Ее пальцы сжались на покрывале. Разжались, снова напряглись, разжались, напряглись в знакомом ритме. Я увидел, как сухожилия скользят под почти прозрачной плотью, словно веревки.

– Да, я любила свою кровать, Роберт, когда была ребенком, – сказала мама в конце концов. – И свои сны. Моим единственным желанием было оставаться в постели вечно. Ты можешь в это поверить? Я никогда по-настоящему не хотела жить как все. Но я вечно была чем-то занята, Роберт, мне постоянно не хватало времени – то коровы, то куры. В детстве я любила свою кровать, потому что у меня не было возможности лежать в ней так долго, как я хотела. Кровать была старая, большая, из хорошей, настоящей древесины – моя собственная страна с белыми долинами и горными вершинами. Я говорила себе: вот вырасту и сделаюсь достаточно высокой, чтобы коснуться затылком изголовья, а кончиками пальцев ног дотянуться до другого конца; и тогда все это станет моим целиком и полностью. Самое смешное, что теперь я способна на такой трюк. Но уже здесь, в этой постели, и лишь с недавних пор. Хочешь посмотреть, Роберт? Хочешь увидеть, как сильно я могу растянуться?

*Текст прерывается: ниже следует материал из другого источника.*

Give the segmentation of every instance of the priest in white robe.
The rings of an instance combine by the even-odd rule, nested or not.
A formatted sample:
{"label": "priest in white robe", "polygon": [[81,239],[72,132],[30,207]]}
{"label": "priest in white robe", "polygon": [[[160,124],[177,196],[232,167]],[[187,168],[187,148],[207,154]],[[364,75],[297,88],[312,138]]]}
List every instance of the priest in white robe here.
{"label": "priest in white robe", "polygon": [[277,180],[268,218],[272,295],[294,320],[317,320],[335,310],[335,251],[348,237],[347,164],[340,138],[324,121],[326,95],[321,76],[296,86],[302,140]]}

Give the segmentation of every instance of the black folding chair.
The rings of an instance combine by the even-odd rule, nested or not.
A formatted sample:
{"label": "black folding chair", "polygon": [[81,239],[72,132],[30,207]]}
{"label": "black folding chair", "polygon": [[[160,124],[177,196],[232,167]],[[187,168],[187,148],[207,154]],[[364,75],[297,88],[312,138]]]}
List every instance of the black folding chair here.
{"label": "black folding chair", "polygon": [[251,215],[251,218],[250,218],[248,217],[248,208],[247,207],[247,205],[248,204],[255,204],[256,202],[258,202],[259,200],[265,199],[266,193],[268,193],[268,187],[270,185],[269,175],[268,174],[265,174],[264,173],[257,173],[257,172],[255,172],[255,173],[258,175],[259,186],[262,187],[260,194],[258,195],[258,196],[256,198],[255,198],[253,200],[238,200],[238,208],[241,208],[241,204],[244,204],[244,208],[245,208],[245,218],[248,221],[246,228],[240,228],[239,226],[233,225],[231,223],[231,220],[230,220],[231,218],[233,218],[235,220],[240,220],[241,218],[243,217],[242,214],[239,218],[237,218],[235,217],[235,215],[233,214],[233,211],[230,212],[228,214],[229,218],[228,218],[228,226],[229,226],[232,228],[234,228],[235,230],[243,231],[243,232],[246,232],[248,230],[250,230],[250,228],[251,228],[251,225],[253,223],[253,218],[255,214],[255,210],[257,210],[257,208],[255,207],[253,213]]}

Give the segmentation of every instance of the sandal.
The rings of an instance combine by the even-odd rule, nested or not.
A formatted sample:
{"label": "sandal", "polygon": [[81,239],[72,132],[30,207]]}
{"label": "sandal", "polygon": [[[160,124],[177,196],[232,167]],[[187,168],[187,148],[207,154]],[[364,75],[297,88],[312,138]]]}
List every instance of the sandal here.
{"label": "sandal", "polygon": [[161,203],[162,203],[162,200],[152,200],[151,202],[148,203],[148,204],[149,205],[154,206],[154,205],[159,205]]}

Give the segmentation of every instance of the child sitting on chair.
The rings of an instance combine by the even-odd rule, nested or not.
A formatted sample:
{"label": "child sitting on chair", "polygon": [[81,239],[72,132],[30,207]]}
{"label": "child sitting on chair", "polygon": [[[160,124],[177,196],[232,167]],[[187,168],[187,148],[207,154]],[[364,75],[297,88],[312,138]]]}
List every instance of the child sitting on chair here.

Я попятился, чуть не упал, а мама начала отодвигать подушки и одеяла, которые аккуратно разложила Бет. Что-то треснуло, щелкнуло – кости вышли из суставов, сдвинулись, – и мамино тело удлинилось, а простыни стекли с ее плоти, как молоко с грифельной доски.

VIII

Начался отсчет дней; целый новый год маячил впереди. Было решено попытаться расчистить рельсы, огибающие Рейнхарроу и ведущие на юг, с помощью ямозверей, и мы, дети в шапочках с помпонами, собравшиеся поглазеть на то, как огромных животных с лоснящимися серыми боками и глазками, полными мерцающей древней тьмы, вытаскивают со двора на деревянных санях и волочат вверх по склону долины, покуда возовики не выбьются из сил, улюлюкали и вопили. Дневной свет медленно потускнел, и железнодорожные пути, как это часто случалось в Брейсбридже во время зимних сменниц, остались непроходимыми из-за снежных завалов. Но гильдейцы выглядели довольными – что касается детей, то мы, не чувствуя ног, уставшие, неприкаянные и замерзшие, скатились по склонам вечерних холмов, как снежки. Наступило то время суток, когда сумеречный и эфирный свет достигали некоего равновесия: только-только зажглись фонари, и весь Брейсбридж, погрузившись в их шипение и мерцание, утратил плотность и как будто завис посреди нарастающей пустоты.

В последующие дни и сменницы снега выпало еще больше, хотя он уже не был таким голубовато-белым, но испортился и потемнел от трудовой копоти нашего городка, отрезанного от мира. В школе, как только трубы разморозили, последствия наводнений устранили, а немногие имевшиеся книги развесили сушиться, словно усталых летучих мышей, я начал приобретать репутацию крутого парня по меркам учеников. «У него мамаша – тролль…» «Его мать – подменыш…» Но я научился драться с такой свирепой яростью, которая отпугивала всех, кроме самых больших и тупых.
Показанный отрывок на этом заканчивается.